On TryStack.org we have an automated script that cleans off instances after they’ve run for 24 hours.
We also allow people to attach volumes to their instances. In our script to delete the long running instances we naively thought we could just call delete() on an instance and it would all be cleaned up, not so.
The instances get stuck in a “deleting” state and the instances and the volumes aren’t able to be cleaned up. The compute node has actually released the iscsi target cinder presented to it:
[root@host11 ~]# iscsiadm -m session
iscsiadm: No active sessions.
though, tgtd hasn’t released the lvm device for some reason, so the device can’t be deleted:
[root@host2 ~]# lvremove cinder-volumes/volume-b9869d42-418f-4d7c-b4bf-951b035d1817
Do you really want to remove active logical volume volume-b9869d42-418f-4d7c-b4bf-951b035d1817? [y/n]: y
device-mapper: remove ioctl on failed: Device or resource busy
Unable to deactivate cinder–volumes-volume–b9869d42–418f–4d7c–b4bf–951b035d1817 (253:59)
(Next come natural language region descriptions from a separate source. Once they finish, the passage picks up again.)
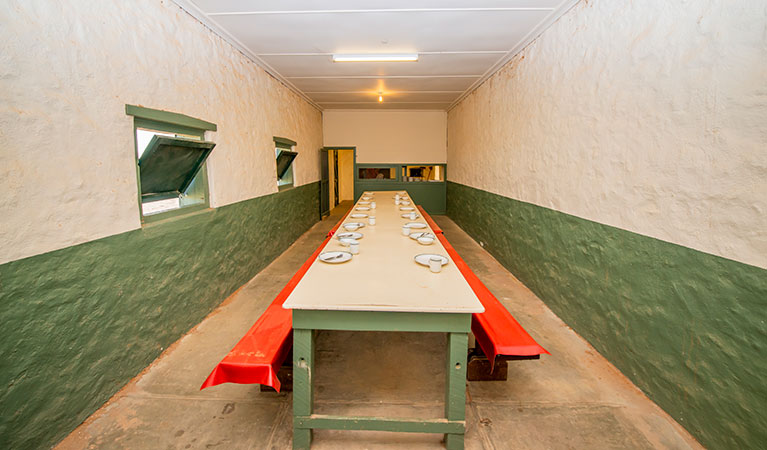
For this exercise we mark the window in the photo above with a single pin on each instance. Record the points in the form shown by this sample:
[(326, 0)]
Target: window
[(285, 154), (433, 173), (376, 173), (170, 153)]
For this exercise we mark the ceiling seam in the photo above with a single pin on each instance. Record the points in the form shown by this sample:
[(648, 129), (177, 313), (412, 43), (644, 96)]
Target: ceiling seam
[(529, 38), (377, 11), (195, 12)]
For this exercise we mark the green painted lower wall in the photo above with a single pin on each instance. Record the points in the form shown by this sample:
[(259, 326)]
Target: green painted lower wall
[(688, 328), (78, 323), (430, 195)]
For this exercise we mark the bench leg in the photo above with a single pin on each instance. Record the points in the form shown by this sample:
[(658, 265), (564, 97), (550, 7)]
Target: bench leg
[(455, 395), (303, 395)]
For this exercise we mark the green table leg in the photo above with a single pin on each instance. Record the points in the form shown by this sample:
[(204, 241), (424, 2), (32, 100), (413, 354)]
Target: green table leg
[(455, 396), (303, 395)]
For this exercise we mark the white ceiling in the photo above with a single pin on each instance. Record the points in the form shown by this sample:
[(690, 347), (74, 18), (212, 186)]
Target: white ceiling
[(460, 44)]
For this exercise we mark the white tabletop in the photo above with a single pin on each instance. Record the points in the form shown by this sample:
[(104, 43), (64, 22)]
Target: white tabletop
[(384, 275)]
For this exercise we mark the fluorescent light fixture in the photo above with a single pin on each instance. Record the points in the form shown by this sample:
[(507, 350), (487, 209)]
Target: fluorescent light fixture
[(386, 57)]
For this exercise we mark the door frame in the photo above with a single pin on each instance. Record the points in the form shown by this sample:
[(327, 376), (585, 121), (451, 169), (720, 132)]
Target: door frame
[(327, 148)]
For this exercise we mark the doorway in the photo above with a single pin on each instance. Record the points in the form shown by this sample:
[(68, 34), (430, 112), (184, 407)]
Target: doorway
[(338, 164)]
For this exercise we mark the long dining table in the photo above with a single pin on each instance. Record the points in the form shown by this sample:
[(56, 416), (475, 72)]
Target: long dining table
[(382, 289)]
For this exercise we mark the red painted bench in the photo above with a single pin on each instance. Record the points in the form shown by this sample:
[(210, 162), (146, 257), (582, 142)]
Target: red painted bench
[(496, 331), (257, 358)]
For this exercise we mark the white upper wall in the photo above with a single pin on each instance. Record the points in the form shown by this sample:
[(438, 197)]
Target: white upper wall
[(650, 116), (67, 69), (389, 136)]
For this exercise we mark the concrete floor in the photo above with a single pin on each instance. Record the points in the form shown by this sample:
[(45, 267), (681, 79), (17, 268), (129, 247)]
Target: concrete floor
[(572, 399)]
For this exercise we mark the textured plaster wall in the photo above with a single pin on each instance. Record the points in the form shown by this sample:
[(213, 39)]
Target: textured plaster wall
[(389, 136), (685, 326), (67, 69), (650, 116), (76, 324)]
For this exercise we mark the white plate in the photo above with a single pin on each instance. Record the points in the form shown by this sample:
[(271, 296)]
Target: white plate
[(425, 240), (423, 259), (336, 257), (349, 235), (351, 226), (415, 225)]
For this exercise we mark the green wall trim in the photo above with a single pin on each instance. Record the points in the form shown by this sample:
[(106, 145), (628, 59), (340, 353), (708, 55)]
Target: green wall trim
[(77, 324), (169, 117), (284, 142), (687, 327)]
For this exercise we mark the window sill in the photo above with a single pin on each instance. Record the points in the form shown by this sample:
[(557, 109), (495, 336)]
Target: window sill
[(175, 214)]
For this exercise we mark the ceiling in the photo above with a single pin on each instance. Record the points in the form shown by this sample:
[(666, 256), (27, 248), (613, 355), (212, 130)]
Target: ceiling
[(460, 44)]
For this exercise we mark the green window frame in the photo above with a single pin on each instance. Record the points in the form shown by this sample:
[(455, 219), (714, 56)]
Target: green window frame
[(286, 146), (188, 132)]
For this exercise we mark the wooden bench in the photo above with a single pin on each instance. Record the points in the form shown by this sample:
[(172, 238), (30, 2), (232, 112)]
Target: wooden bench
[(500, 337), (259, 355)]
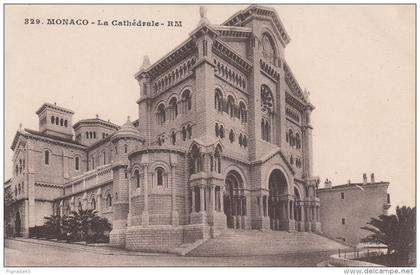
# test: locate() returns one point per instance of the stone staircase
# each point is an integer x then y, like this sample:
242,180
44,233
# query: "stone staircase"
250,243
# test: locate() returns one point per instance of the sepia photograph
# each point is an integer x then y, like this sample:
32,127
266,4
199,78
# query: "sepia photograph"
210,135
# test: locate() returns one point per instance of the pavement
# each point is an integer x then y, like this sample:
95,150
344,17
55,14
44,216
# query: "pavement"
37,253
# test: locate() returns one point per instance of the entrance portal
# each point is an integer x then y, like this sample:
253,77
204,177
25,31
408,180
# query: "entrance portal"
277,202
18,225
234,200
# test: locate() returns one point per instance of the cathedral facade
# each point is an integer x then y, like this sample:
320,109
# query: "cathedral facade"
222,140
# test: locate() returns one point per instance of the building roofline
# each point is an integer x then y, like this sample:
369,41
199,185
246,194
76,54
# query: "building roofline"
344,186
55,107
95,121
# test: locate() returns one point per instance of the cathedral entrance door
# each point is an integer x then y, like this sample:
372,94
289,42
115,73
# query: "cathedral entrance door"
277,210
17,225
234,201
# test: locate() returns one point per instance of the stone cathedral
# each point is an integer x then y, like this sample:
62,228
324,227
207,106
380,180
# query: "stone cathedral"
222,142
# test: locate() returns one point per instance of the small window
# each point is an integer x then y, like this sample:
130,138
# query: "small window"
231,136
76,163
159,175
184,134
173,138
46,157
108,201
189,131
137,176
Unable to deactivate logical volume “volume-b9869d42-418f-4d7c-b4bf-951b035d1817″
[root@host2 ~]# lsof /dev/cinder-volumes/volume-b9869d42-418f-4d7c-b4bf-951b035d1817
COMMAND PID USER FD TYPE DEVICE SIZE/OFF NODE NAME
tgtd 10812 root 74u BLK 253,59 0t0 45476393 /dev/cinder-volumes/../dm-59
To fix this use tgt-admin to delete the target, there by relinquishing tgtd’s use of the volume and then clean up the cinder entry in the database so that OpenStack think’s it can now do the needful. (and actually can now!)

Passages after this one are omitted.